Dengan demikian, tantangan generasi digital dalam belajar tafsir bukan hanya bagaimana memahami isi Al-Qur’an, tetapi bagaimana menggunakan teknologi baru seperti ChatGPT secara bijak agar tidak menggantikan otoritas ulama, melainkan menjadi pintu awal untuk mendalami makna wahyu secara lebih serius dan bertanggung jawab.

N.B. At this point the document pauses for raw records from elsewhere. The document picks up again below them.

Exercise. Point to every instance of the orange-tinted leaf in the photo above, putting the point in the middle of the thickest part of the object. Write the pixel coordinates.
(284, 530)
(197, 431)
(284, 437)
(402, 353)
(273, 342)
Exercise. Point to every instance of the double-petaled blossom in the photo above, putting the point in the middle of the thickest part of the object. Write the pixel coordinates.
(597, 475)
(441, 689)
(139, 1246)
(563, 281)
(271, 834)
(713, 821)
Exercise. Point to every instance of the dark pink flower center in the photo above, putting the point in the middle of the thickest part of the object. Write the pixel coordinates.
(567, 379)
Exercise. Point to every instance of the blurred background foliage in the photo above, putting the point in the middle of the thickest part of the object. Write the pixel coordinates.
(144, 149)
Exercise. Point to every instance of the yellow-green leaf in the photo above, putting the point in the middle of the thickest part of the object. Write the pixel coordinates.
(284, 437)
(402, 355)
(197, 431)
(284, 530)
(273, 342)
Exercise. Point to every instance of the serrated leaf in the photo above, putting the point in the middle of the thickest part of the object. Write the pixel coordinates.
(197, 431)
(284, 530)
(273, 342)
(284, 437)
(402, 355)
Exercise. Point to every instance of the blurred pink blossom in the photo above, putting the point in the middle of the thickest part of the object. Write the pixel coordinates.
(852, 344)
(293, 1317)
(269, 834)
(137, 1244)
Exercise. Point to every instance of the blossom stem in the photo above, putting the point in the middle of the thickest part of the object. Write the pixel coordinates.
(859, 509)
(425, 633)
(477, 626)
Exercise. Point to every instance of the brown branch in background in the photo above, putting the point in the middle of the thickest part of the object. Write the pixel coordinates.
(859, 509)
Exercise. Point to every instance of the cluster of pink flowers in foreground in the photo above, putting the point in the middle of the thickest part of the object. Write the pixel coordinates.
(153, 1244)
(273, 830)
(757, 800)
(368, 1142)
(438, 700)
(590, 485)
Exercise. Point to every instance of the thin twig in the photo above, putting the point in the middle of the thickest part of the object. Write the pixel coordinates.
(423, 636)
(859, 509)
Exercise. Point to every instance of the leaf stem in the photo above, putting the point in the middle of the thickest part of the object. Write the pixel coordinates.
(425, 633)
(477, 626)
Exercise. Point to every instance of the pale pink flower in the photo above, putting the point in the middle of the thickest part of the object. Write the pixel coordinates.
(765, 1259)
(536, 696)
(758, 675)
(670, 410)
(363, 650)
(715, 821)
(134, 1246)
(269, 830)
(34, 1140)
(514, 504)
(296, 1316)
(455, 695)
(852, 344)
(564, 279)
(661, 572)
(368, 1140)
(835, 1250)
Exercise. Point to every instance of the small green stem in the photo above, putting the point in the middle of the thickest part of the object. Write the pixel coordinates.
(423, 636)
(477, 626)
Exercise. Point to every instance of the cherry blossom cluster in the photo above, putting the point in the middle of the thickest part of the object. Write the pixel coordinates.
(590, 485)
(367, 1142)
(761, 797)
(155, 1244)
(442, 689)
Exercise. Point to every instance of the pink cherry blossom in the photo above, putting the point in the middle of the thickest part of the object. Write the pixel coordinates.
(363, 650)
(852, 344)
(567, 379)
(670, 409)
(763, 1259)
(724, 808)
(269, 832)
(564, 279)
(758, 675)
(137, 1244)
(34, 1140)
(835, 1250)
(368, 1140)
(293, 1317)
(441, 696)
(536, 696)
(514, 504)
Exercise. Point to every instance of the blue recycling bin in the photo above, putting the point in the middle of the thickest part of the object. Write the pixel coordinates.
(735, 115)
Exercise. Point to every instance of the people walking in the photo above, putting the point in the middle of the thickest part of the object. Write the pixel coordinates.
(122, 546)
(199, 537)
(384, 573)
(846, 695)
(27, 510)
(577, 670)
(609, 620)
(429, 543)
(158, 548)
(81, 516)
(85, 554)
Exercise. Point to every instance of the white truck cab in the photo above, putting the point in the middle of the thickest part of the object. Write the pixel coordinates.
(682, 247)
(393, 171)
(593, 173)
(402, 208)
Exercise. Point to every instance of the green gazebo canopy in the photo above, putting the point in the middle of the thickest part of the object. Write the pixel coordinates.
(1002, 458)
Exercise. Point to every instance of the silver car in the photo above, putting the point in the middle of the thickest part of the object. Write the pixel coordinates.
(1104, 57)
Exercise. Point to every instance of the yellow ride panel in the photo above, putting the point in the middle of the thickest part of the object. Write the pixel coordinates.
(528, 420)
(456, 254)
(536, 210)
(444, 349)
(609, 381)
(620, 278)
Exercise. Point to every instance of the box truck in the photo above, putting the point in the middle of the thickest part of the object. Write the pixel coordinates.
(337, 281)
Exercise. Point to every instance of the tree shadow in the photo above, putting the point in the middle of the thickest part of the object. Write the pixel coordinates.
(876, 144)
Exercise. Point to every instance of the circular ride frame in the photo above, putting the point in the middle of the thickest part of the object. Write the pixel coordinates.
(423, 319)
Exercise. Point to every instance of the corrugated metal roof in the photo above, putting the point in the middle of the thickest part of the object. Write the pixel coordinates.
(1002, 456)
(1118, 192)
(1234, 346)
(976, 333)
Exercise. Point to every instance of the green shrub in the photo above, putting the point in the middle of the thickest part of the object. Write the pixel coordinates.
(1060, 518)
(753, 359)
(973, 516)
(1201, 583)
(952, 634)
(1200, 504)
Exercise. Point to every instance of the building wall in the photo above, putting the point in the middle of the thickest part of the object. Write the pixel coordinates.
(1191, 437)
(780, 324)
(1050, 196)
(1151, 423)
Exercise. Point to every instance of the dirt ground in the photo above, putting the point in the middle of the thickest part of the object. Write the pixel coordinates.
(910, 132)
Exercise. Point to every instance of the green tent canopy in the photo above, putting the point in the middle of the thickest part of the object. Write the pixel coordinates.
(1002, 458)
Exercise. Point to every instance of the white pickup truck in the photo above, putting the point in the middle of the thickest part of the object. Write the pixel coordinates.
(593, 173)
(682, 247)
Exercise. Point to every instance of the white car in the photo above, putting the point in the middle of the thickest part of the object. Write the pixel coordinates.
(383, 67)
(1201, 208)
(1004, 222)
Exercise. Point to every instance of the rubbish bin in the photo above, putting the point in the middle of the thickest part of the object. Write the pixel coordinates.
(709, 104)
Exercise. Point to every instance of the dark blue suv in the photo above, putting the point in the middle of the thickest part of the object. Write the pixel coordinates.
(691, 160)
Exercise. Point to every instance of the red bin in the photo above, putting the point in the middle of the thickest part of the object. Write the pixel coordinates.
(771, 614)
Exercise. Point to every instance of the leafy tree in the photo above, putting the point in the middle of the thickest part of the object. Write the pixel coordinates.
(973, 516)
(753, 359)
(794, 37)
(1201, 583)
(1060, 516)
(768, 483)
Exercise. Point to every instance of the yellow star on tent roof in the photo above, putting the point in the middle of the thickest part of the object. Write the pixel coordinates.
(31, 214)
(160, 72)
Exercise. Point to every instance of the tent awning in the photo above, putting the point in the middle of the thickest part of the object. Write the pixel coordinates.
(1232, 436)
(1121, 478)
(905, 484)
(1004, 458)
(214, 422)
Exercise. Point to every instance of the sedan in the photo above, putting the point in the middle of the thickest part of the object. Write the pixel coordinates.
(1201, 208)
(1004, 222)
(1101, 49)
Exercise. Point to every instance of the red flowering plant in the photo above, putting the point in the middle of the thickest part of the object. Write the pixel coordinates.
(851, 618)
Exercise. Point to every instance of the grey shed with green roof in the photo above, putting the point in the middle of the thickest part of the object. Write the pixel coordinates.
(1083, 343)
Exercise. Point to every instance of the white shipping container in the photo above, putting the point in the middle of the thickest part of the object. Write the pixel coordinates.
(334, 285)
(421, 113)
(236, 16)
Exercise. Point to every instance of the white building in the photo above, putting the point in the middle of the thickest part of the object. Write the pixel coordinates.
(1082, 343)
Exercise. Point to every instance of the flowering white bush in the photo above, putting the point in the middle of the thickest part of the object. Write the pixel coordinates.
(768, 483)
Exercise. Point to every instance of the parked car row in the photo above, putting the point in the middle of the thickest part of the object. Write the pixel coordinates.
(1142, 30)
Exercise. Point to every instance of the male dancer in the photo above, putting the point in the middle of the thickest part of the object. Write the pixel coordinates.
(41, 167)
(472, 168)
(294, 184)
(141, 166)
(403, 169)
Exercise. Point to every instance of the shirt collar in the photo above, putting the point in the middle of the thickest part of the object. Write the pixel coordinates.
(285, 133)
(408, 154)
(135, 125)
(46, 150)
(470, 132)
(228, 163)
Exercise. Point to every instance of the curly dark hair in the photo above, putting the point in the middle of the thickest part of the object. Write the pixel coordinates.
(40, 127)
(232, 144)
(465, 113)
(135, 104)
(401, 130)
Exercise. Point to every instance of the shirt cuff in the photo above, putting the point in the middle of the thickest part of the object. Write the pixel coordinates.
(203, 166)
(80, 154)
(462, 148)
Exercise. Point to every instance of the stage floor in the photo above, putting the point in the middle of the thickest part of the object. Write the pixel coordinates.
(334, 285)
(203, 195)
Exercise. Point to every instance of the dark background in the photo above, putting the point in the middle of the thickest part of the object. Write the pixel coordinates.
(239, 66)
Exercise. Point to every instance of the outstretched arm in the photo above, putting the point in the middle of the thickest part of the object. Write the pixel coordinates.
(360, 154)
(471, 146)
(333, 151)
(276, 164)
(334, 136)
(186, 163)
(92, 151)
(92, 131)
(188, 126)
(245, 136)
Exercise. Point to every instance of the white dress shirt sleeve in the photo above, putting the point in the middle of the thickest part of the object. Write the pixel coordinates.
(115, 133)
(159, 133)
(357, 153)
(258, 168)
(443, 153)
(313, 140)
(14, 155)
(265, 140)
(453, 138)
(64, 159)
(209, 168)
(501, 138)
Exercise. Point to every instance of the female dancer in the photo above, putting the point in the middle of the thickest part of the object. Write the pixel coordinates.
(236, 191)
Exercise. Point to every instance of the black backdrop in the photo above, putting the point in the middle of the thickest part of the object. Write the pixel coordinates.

Berdasarkan pengamatan dan pengalaman sejumlah mahasiswa, muncul beberapa persepsi positif terhadap kehadiran ChatGPT dalam pembelajaran tafsir:
- Mudah diakses kapan saja
- Mampu menjelaskan ayat dengan bahasa yang sederhana
- Memberikan gambaran awal sebelum membaca kitab tafsir klasik
- Meningkatkan rasa ingin tahu dan motivasi belajar
Namun, mahasiswa juga menyadari bahwa ChatGPT bukan sumber tafsir primer, melainkan alat bantu. Mereka menyadari bahwa AI masih berpotensi memberikan penjelasan yang tidak merujuk langsung pada tafsir ulama otoritatif seperti Ibnu Katsir, Al-Qurthubi, atau Ath-Thabari.
Dari sudut pandang keilmuan, mahasiswa terbagi dalam dua kelompok besar: (a) optimis; pandangan terhadap ChatGPT membantu mempercepat pemahaman dasar sebelum diskusi kelas atau kajian kitab. (b) kritis; pandangan terhadap ChatGPT harus diuji validitasnya dan tetap dikonfirmasi dengan sumber tafsir terpercaya. Sebagian besar mahasiswa sepakat bahwa ChatGPT dapat menjadi media awal eksplorasi tafsir, tetapi mereka tetap membutuhkan bimbingan dosen dan referensi kitab klasik.
Beberapa dosen terkadang menyarankan untuk tidak selalu terpaut dengan ChatGPT, Namun beberapa dosen justru mendorong mahasiswa untuk mengkritisi jawaban ChatGPT. Ini menjadi latihan berpikir kritis dalam mengkaji tafsir secara lebih mendalam. ChatGPT akhirnya menjadi jembatan antara rasa ingin tahu mahasiswa dan kajian ilmiah yang lebih serius. Jika digunakan secara bijak, ChatGPT dapat: 1.Mempermudah mahasiswa memahami istilah tafsir,2.Menjadi sarana tanya jawab cepat sebelum diskusi kelas, 3.Menumbuhkan minat belajar Al-Qur’an secara mandiri, 4.Menjadi pemantik pemikiran sebelum menelusuri pendapat ulama.
Pemanfaatan ChatGPT dalam pembelajaran tafsir Al-Qur’an mencerminkan perubahan cara belajar generasi digital dalam memahami ilmu-ilmu keislaman. Bagi mahasiswa, ChatGPT menjadi sarana yang mudah diakses, interaktif, dan mampu memberikan penjelasan awal terhadap ayat-ayat Al-Qur’an secara sederhana. Teknologi ini membantu membuka wawasan dan memantik rasa ingin tahu sebelum mereka mendalami tafsir dari sumber-sumber klasik.
Namun demikian, ChatGPT tidak dapat menggantikan otoritas ulama dan kedalaman kajian kitab tafsir. Penggunaan AI dalam studi tafsir perlu disertai sikap kritis, selektif, dan bimbingan dari dosen agar tidak menimbulkan kesalahpahaman terhadap makna ayat. Dengan pendekatan yang bijak, ChatGPT dapat menjadi jembatan antara kemudahan teknologi dan kedalaman ilmu tafsir mendorong mahasiswa untuk belajar lebih mandiri, reflektif, dan tetap berpegang pada tradisi keilmuan Islam yang otoritatif.